PC prende influencer digital que faturava R$ 1 milhão por mês com esquema de jogos de azar em MG

Ele é investigado pelos crimes de exploração de jogos de azar, lavagem de dinheiro, falsidade ideológica e sonegação fiscal.

Um homem de 26 anos, conhecido como Gebê, com quase 3,5 milhões de seguidores no Instagram, foi preso preventivamente pela Polícia Civil de Minas Gerais (PCMG), nessa segunda-feira (30), durante a operação Vermelho 27, em um condomínio de luxo, em Nova Lima, na Região Metropolitana de Belo Horizonte.

O chefe da Divisão de Fraudes, delegado Magno Machado, do Departamento Estadual de Combate à Corrupção e Fraudes, revelou que o suspeito, um influenciador digital, promovia roletas e jogos de azar virtuais. Ele é investigado pelos crimes de exploração de jogos de azar, lavagem de dinheiro, falsidade ideológica e sonegação fiscal.
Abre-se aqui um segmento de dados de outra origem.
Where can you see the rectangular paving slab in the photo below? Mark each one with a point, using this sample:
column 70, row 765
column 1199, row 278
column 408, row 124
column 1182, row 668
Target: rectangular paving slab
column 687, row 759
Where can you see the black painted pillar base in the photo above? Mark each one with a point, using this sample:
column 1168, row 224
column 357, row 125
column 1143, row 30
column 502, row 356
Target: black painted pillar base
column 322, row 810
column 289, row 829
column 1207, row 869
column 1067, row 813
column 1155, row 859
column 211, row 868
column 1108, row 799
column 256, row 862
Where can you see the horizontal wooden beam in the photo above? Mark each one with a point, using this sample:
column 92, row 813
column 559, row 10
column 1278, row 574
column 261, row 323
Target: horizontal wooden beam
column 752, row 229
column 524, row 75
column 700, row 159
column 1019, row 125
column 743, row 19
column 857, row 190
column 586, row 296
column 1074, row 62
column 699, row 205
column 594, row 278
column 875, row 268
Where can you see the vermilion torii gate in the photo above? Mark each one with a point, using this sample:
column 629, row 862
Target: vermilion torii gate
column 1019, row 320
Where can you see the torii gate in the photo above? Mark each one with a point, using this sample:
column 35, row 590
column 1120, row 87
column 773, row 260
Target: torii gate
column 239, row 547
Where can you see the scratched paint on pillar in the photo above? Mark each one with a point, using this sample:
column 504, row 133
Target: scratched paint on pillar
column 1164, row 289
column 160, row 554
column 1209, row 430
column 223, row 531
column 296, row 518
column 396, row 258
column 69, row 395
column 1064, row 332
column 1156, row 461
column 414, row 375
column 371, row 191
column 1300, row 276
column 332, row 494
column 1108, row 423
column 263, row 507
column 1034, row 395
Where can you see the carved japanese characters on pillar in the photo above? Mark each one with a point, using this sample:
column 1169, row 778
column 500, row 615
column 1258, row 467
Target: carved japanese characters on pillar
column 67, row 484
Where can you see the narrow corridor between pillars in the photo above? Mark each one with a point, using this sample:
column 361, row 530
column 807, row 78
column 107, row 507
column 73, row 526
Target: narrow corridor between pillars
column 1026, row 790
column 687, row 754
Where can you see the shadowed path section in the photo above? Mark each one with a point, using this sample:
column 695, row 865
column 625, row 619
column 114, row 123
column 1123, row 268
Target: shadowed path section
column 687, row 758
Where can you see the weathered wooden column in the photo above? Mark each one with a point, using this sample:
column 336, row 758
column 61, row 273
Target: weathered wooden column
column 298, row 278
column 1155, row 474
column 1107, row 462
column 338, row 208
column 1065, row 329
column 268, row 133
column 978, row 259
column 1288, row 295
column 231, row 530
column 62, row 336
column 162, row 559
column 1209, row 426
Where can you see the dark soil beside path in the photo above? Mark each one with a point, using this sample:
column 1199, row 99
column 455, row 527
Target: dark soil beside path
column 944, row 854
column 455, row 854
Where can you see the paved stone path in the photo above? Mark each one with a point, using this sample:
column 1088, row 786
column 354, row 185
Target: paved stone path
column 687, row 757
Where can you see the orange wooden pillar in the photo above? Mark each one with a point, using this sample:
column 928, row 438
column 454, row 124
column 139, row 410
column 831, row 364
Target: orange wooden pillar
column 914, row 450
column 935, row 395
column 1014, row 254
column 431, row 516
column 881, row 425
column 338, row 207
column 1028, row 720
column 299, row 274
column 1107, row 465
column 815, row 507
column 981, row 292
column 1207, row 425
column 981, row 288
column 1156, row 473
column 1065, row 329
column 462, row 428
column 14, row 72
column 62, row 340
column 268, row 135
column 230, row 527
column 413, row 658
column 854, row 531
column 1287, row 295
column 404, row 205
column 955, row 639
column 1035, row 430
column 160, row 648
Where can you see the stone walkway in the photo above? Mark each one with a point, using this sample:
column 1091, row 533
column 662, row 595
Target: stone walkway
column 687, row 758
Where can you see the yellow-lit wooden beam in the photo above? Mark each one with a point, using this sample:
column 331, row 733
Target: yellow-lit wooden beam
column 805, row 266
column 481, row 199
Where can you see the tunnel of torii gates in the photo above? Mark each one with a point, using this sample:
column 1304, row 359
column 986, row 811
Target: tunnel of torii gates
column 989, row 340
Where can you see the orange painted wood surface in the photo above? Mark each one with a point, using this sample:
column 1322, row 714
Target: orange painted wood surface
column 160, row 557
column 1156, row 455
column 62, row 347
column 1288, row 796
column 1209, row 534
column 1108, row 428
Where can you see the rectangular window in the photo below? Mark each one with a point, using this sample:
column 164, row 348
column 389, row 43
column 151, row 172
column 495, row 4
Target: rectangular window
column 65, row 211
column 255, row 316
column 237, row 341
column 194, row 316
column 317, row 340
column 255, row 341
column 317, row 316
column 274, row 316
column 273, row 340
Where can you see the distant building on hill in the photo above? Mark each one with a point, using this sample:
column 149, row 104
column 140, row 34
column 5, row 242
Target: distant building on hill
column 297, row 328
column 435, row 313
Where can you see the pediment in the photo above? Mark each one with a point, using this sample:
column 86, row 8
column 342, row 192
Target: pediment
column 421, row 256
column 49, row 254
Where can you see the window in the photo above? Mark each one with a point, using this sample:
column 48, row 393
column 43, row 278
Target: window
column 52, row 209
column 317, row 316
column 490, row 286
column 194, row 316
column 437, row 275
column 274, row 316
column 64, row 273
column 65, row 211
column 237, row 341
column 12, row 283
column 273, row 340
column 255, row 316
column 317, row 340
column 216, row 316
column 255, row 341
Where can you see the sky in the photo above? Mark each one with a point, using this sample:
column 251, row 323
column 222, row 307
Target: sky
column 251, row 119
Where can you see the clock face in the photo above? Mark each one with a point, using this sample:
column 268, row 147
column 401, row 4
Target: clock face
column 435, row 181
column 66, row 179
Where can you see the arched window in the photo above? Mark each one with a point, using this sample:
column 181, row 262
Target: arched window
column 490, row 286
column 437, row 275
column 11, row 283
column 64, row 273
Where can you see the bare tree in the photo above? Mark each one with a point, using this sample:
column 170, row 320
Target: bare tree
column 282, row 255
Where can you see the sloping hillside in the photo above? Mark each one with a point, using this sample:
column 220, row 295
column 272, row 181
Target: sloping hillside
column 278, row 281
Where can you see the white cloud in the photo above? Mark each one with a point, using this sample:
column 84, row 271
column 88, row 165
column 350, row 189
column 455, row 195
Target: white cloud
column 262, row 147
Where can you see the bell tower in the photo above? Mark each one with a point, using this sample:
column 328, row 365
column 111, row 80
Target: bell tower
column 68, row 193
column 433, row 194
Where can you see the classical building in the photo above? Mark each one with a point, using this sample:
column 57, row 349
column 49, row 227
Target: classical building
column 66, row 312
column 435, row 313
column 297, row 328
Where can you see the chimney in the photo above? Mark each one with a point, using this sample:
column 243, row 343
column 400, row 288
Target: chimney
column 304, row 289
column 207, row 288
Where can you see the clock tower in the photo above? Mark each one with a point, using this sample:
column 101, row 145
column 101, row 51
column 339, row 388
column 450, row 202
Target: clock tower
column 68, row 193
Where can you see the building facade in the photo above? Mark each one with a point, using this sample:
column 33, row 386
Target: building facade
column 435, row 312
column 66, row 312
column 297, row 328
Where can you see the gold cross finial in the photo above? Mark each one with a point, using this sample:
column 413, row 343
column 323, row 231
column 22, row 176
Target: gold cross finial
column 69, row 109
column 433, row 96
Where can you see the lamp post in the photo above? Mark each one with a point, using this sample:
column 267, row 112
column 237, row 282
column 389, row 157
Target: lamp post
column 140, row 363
Durante a operação, foram apreendidos dois veículos de luxo, avaliados em R$ 4 milhões, além de celulares e computadores. Segundo as investigações, o suspeito faturava aproximadamente R$ 1 milhão por mês com o esquema.



Esquema criminoso

De acordo com o delegado, os influenciadores digitais atuam como "garotos-propaganda" de plataformas de jogos, geralmente hospedadas no exterior. "Essas plataformas firmam contrato com os influencers e pagam comissões baseadas nas perdas dos jogadores. Quanto mais os apostadores perdem, mais o influenciador ganha", explicou Machado.

O delegado também fez um alerta aos usuários desses jogos ilegais. "Em plataformas legalizadas, a taxa de retorno ao apostador é de mais de 90%, ou seja, de cada R$ 100 jogados, o apostador pode receber ao menos R$ 90 de volta. Já nos jogos ilegais, a taxa de retorno é de apenas 0,23%, ou seja, de cada R$ 100 apostados, o jogador pode ganhar apenas 23 centavos. O lucro desses influenciadores está na perda dos apostadores", enfatizou.

Investigações

As investigações começaram no início do ano com o monitoramento dos principais influenciadores envolvidos em atividades suspeitas, e o investigado estava sendo acompanhado desde maio. O delegado relatou que o suspeito chegou a publicar vídeos em suas redes sociais confessando a lavagem de dinheiro. "Temos vídeos dele contando dinheiro, e um interlocutor perguntando o que ele estava fazendo. Ele responde que possui uma lavanderia para lavar dinheiro", contou o delegado.

As investigações continuam com a análise do material apreendido e o levantamento do patrimônio financeiro do suspeito.